Are diverse datasets medtech’s best path forward?
It seems obvious. If you want medical AI to work on a certain patient population, the model should be trained with those patients in mind.
Yet, in reality, that approach to avoiding bias in algorithm design, model training, and AI evaluation is easier said than done. Frequent MedTech Pulse readers may recall the kidney injury prediction model that worked less well in women—because it was primarily trained on male patient data.
One of the concerns about medical AI which patients, founders, policymakers, and providers return to again and again is this: Bias exists throughout our current healthcare system. How can we design algorithms to make it better? Or, even: How do we keep algorithms from reproducing—or even exacerbating—bias?
In this edition’s lead article, we’re discussing how AI helps us make unimaginable leaps in precision oncology. With every such tool we develop, the inevitable follow-up questions are: How can we make it work for other conditions? And other patient populations?
Herein lies the central paradox of today’s medical AI paradigm: It currently works best when it is trained on highly-specific datasets, so it isn’t generalizable. However, for it to help the largest amount of patients, we need to build models that are more and more generalizable.
But that doesn’t mean we’re doomed to reproduce medical bias in our industry’s AI solutions. Not if we put our collective minds to it. As I see it, there are three key pathways toward helping medical AI avoid—and even address—existing medical bias.
The first pathway deals with algorithm design. The healthcare industry has long known that medical racism is integrated into many of our existing clinical measures—from pulse oximetry to kidney function calculators. However, physician leaders continue to disagree on whether replacing race as a measure—finding proxies for it—might do more harm than good when we design new algorithms.

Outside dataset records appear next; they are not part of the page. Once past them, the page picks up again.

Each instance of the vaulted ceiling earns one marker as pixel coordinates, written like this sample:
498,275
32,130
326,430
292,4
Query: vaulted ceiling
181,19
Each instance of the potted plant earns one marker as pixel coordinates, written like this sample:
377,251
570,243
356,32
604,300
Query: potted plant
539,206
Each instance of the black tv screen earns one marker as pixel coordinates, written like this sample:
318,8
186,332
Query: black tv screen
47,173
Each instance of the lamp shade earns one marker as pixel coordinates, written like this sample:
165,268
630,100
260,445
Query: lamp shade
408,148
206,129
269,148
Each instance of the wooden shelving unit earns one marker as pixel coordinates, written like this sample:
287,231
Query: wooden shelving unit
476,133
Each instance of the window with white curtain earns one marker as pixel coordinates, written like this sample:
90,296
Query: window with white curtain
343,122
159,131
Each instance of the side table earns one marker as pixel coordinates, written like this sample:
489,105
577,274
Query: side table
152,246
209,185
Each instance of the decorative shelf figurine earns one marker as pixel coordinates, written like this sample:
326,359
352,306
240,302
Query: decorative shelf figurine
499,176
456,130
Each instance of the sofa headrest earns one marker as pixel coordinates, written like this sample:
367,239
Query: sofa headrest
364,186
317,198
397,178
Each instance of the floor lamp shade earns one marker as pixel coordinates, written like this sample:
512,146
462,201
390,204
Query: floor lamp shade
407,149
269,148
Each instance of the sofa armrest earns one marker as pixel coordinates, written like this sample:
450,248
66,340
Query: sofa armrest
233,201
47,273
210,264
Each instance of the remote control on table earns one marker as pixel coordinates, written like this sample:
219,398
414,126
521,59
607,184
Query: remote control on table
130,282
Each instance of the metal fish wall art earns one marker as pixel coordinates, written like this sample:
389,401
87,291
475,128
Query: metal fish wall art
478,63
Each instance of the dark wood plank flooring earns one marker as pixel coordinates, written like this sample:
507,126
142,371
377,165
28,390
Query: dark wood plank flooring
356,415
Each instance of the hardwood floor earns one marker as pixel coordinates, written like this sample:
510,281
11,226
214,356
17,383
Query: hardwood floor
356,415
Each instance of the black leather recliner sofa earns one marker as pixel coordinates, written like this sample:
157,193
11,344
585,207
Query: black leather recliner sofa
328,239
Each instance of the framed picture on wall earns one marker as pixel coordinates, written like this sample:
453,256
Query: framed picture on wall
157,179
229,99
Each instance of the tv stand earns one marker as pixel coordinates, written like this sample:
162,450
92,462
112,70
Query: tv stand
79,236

The second pathway appears to be making more headway: increasing overall data diversity. After all, without diverse datasets, our AI is limited in the patient populations—and clinical presentations—it can serve. Some of the exciting projects dedicated to improving data diversity for medical AI development include the startup Gradient Health, the landmark expansion of MIT and Philips’ ICU dataset initiative, and the data diversity advocacy coming from the STANDING Together Project.
One clear way we as a medtech community can help push data diversity forward is ensuring our patient-facing digital health tools are accessible and privacy-oriented. To encourage diverse populations to use them—and thus contribute their data. And to that end, we’ll be diving into how privacy plays a role in digital health user uptake in our third Insight this edition.
And increasing the diversity of people represented in datasets goes hand-in-hand with the diversity of people and entities working with—and overseeing—research and AI development. This is the third pathway: improving and increasing independent evaluation. While the new regulation from the EU and US will give us helpful guardrails for managing medical AI, we must also self-govern. That’s why I’m excited by the work of startups like Dandelion Health, which aims to act as an independent evaluator of medical AI.
We’re at an unimaginably fruitful time for medical AI development. Sometimes, It can feel impossible to keep up with all the news of advancements across specialties and sub-industries (though we here at MedTech Pulse strive to help you try). This is why keeping an eye on these questions I’m posing today is so important. We don’t want to hamper our progress—we want to make it sustainable as we keep leaping forward, toward a more efficient and equitable healthcare system for all.